Imagine your school has: a Library (data — stores everything), a Teacher (domain — knows the rules and makes decisions), and a Classroom (presentation — shows things to students). MVC: the teacher does everything including arranging desks. MVP: a teacher's assistant (presenter) takes instructions. MVVM: the classroom has a live scoreboard (ViewModel) that updates automatically. Clean Architecture says: the teacher should never need to talk directly to the library — there's a librarian (repository) in between.

Fun fact

Google's Android team published the official 'Guide to App Architecture' in 2018. By 2022, they added explicit guidance for MVI-style unidirectional data flow with a single UiState class — acknowledging that pure MVVM with multiple observable fields was causing state consistency bugs in complex screens. The community had discovered MVI problems before the official guidance caught up.

Hands-on challenge

Design the full architecture for a 'Field Technician Work Orders' screen.

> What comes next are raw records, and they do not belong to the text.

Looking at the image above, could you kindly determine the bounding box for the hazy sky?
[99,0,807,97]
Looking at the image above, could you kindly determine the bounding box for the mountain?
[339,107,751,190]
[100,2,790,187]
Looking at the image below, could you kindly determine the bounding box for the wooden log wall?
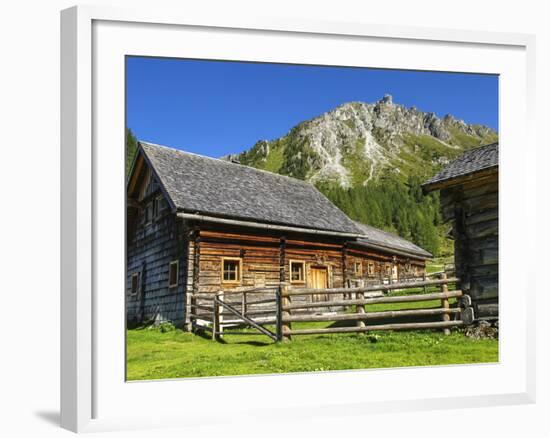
[190,228,350,293]
[346,247,426,283]
[441,173,498,319]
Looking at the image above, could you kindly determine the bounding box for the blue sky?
[126,57,498,157]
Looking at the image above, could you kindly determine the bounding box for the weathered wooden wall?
[126,173,188,326]
[346,247,426,283]
[189,227,343,293]
[441,173,498,319]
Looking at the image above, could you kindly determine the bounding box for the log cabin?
[126,142,431,327]
[423,143,498,320]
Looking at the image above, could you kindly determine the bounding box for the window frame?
[288,260,306,284]
[367,260,376,277]
[221,257,243,284]
[168,260,180,289]
[130,272,141,297]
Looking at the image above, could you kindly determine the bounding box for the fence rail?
[190,271,473,341]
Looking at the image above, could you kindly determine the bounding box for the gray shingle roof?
[422,143,498,188]
[355,222,432,258]
[140,142,359,234]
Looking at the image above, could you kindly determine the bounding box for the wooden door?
[311,268,328,301]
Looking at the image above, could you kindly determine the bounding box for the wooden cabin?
[423,143,498,320]
[126,142,431,326]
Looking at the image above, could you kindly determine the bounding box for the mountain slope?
[231,95,498,188]
[225,95,498,255]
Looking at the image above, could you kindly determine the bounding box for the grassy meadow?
[127,274,498,380]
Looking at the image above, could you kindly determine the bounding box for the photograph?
[124,55,499,381]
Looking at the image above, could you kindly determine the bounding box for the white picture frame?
[61,6,536,432]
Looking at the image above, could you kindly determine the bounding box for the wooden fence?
[191,272,473,341]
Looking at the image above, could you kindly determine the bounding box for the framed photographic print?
[61,7,534,431]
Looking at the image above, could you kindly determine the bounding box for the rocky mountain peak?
[226,94,498,187]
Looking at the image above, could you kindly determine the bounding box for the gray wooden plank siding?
[441,174,499,319]
[126,196,188,327]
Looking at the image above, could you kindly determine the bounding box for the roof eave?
[177,211,362,239]
[421,164,498,194]
[352,240,433,260]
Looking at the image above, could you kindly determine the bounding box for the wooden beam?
[288,278,458,296]
[283,307,460,323]
[291,321,463,335]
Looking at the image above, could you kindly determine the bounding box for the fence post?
[191,294,197,334]
[275,284,283,342]
[212,291,223,341]
[281,283,291,342]
[441,271,451,335]
[241,291,246,316]
[355,292,366,334]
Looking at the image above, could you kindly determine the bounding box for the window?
[143,202,153,225]
[222,258,241,283]
[367,262,374,276]
[290,261,306,283]
[130,273,139,295]
[168,260,179,287]
[152,196,164,219]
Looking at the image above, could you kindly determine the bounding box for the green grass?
[127,259,498,380]
[127,318,498,380]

Specify: 1) Domain layer: WorkOrder entity, WorkOrderRepository interface, GetWorkOrdersUseCase, FilterWorkOrdersUseCase. 2) Data layer: WorkOrderRepositoryImpl with Room + Retrofit, offline-first sync strategy. 3) Presentation layer: WorkOrderViewModel with Hilt, UiState sealed class, MVI-style intent handling (sealed class WorkOrderIntent). 4) What module structure would you use for a 5-developer team? 5) How would you test each layer?